The argument in support of the demurrer is based upon the use by the pleader of the plural terms ‘rates' and ‘services' in paragraph IV, the contention being that this discloses there were several distinct shipments of goods, and that each shipment gives rise to a separate cause of action which must be separately stated. (U. S. v. Louisville & Nashville R. R., 6 Cir., 221 F.2d 698; Bushwick McPhilben Corp. v. Bush Terminals, D.C., 8 F.Supp. 684.) We cannot agree.

Paragraph IV of the complaint is the common count of quantum meruit, for past services, and is a form of pleading long sanctioned in this State. (Freeborn, Goodwin, et al. v. Glazer, 10 Cal. 337; Wilkins v. Stidger, 22 Cal. 231; Weitzenkorn v. Lesser, 40 Cal.2d 778, 256 P.2d 947.) In Weitzenkorn v. Lesser, supra, it is said at pages 792–793, 256 P.2d at page 958: “This form of pleading, a common count, by long continued practice is not subject to attack by general demurrer or by a special demurrer for uncertainty.' Auckland v. Conlin, 203 Cal. 776, 778, 265 P. 946; Pike v. Zadig, 171 Cal. 273, 276, 152 P. 923; Abadie v. Carrillo, 32 Cal. 172, 175. Nor is it subject to special demurrer on the ground of ambiguity or unintelligibility. Pleasant v. Samuels, 114 Cal. 34, 38, 45 P. 998; see, generally, King, The Use of the Common Counts in California, 14 So.Cal.L.Rev. 288, 306. Although an allegation of the promise to pay was essential to an action of assumpsit in common law pleading Shipman, Common-Law Pleading, 3d Ed., p. 258, it is unnecessary as a part of the common count under the code system of pleading. Gregory v. Clarbrough's Executors, 129 Cal. 475, 478, 62 P. 72; Wilkins v. Stidger, 22 Cal. 231, 235 [83 Am.Dec. 64].'

Defendant contends the pleading provides him with insufficient notice and hence makes it difficult to answer. This objection may be addressed with equal force to any common count. Code of Civil Procedure, section 454, providing for a bill of particulars, is designed to afford ready relief to a defendant in need of further information concerning the details of an account upon which he has been sued. (Pike v. Zadig, 171 Cal. 273, 277, 152 P. 923; Pleasant v. Samuels, 114 Cal. 34, 38, 45 P. 998, 2 Witkin, Calif.Procedure, p. 1222.)

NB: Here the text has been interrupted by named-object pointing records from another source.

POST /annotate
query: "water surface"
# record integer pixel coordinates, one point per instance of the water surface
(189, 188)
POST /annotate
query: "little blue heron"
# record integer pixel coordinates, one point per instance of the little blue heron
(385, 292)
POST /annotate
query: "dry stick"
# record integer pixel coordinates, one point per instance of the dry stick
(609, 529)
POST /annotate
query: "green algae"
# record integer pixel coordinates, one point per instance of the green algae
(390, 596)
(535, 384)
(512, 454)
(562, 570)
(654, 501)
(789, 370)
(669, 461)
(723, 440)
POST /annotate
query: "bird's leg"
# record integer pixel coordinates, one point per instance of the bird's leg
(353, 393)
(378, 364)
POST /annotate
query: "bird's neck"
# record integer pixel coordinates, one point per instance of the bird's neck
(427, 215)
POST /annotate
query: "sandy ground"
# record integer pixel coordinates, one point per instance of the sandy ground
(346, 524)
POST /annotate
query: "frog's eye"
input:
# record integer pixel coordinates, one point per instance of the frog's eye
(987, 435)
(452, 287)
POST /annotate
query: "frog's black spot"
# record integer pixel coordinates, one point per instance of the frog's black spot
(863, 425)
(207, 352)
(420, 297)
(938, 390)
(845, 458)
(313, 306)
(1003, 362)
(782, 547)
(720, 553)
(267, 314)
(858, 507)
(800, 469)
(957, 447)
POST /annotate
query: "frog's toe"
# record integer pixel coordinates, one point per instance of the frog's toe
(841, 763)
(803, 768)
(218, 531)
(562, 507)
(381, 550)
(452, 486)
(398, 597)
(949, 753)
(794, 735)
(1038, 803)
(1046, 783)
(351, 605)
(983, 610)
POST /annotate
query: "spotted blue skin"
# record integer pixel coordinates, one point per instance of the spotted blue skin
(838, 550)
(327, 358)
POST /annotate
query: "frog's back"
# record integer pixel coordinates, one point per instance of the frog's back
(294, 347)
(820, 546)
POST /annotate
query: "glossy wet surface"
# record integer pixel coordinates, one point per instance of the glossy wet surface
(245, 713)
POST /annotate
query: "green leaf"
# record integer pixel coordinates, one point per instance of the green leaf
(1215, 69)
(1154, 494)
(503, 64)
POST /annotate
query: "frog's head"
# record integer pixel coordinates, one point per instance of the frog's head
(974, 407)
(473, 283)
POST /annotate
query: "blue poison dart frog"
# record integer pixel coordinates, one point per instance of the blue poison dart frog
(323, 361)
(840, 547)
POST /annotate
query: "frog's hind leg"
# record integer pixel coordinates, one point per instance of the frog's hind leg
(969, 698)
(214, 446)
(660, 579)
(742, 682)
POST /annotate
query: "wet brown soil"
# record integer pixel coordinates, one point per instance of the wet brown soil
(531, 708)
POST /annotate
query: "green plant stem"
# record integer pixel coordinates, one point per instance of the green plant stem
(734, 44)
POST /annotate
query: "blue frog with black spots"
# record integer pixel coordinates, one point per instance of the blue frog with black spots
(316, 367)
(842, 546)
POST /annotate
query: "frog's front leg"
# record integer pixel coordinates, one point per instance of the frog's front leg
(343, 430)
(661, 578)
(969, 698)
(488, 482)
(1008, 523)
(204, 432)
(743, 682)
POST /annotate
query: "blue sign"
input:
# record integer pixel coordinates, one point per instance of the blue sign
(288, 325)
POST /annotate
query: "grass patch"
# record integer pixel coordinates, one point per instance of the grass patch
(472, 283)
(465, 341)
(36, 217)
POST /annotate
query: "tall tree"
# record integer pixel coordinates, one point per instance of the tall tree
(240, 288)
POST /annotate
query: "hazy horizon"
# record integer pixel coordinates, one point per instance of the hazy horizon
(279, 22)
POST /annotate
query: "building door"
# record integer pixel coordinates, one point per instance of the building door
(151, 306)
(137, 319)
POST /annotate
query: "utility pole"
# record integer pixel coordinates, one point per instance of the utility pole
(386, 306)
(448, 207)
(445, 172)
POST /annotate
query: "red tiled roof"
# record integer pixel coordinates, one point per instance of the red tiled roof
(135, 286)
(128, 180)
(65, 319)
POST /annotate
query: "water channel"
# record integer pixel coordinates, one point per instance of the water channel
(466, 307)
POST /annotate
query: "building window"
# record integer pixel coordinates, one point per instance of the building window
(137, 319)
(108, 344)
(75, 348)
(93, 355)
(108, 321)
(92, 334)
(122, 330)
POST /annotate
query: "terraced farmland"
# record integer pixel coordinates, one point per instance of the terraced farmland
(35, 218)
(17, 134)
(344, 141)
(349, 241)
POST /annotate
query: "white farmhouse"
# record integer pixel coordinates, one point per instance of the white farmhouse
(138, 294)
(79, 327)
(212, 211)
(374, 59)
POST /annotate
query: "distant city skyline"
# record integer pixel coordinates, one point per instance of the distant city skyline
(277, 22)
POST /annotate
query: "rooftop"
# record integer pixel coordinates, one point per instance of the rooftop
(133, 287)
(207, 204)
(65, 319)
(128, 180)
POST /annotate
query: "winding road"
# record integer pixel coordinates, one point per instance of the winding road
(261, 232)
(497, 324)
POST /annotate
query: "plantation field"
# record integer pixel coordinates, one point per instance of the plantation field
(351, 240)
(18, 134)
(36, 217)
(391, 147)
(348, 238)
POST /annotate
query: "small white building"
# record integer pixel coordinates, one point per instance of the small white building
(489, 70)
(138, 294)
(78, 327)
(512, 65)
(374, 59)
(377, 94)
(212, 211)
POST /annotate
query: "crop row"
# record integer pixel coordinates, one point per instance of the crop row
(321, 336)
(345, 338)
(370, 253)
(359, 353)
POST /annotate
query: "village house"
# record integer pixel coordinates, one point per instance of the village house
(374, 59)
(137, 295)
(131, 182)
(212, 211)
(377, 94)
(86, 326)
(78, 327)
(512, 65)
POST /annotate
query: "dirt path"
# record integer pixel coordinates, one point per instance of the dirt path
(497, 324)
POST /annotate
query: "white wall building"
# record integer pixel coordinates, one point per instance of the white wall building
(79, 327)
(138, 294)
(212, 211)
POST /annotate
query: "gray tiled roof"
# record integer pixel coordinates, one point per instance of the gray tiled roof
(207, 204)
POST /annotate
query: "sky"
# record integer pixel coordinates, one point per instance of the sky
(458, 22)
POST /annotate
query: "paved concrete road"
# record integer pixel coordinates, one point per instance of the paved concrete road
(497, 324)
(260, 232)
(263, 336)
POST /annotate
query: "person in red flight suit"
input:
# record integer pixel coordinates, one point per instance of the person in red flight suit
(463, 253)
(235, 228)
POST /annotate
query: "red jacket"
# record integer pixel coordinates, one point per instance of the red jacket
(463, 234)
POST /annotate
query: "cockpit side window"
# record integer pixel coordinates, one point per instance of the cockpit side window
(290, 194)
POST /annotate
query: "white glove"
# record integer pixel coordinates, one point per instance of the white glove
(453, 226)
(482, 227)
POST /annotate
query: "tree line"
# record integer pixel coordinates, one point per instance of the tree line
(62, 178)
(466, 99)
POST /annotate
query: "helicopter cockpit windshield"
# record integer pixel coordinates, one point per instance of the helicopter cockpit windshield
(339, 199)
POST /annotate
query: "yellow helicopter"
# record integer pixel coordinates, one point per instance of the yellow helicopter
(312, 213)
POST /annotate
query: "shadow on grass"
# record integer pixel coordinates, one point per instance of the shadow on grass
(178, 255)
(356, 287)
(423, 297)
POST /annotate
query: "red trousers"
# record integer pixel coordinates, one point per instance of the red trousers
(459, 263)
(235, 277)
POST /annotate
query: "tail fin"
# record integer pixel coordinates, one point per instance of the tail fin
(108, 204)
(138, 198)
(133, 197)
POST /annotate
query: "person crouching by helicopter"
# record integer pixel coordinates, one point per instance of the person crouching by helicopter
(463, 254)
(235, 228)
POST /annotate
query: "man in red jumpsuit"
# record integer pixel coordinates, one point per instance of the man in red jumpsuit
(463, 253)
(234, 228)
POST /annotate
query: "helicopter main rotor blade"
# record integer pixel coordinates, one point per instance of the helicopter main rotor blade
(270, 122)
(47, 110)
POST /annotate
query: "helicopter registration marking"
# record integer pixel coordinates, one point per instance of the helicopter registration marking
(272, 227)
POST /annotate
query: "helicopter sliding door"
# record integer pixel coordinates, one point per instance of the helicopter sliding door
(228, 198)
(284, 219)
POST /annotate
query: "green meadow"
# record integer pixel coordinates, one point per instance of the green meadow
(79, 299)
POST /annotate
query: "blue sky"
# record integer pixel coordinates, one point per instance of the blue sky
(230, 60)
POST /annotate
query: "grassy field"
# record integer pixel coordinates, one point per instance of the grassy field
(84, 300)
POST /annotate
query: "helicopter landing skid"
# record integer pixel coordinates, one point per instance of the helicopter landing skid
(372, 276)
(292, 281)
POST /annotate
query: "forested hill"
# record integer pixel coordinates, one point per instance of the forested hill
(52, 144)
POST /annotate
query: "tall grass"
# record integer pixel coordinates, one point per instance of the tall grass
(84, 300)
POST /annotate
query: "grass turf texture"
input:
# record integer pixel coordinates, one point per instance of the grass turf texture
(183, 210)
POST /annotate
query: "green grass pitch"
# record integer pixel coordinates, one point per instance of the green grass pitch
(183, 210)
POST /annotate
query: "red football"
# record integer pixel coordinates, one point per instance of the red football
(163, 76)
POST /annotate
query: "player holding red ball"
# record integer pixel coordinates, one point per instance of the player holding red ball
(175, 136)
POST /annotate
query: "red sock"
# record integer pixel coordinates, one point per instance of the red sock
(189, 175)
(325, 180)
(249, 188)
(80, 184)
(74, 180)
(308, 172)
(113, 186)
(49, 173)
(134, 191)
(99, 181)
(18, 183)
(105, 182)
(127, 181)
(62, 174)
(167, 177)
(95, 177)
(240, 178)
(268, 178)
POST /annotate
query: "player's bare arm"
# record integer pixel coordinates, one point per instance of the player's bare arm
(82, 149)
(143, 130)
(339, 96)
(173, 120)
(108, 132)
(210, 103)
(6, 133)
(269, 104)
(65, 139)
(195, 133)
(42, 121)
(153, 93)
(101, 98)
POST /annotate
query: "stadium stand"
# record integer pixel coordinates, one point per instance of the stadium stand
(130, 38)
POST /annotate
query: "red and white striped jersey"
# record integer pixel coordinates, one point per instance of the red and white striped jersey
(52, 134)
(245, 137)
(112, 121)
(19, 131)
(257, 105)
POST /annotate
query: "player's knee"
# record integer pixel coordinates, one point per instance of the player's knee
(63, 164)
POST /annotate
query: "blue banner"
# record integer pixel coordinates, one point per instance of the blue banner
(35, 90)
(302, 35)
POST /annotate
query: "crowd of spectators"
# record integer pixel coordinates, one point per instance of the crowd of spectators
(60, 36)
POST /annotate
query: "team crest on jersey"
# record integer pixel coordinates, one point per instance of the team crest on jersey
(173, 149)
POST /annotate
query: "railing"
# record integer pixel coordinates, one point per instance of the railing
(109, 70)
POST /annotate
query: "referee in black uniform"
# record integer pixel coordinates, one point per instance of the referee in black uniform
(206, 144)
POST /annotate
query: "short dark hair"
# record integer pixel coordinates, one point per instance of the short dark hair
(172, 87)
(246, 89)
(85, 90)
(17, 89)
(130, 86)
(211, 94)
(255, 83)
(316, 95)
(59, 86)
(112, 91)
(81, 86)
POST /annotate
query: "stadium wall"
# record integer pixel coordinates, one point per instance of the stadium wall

We see no merit in defendant's further contention that by paragraph V of the complaint plaintiff has attempted to state a cause of action based upon an order of the Public Utilities Commission and hence having joined a common count with a defectively pleaded special count, the complaint is demurrable. Paragraph V of the complaint does not appear to us to be an attempt to state a separate cause of action. At most it is an unnecessary and redundant statement in the nature of surplusage and hence subject to a motion to strike, but it does not render the properly stated common count subject to demurrer. (Haggerty v. Warner, 115 Cal.App.2d 468, 475, 252 P.2d 373; McFarland v. Holcomb, 123 Cal. 84, 55 P. 761; 2 Witkin, Calif.Procedure, p. 1243.)

Judgment reversed.

SALSMAN, Justice.

DRAPER, P. J., and DEVINE, J., concur.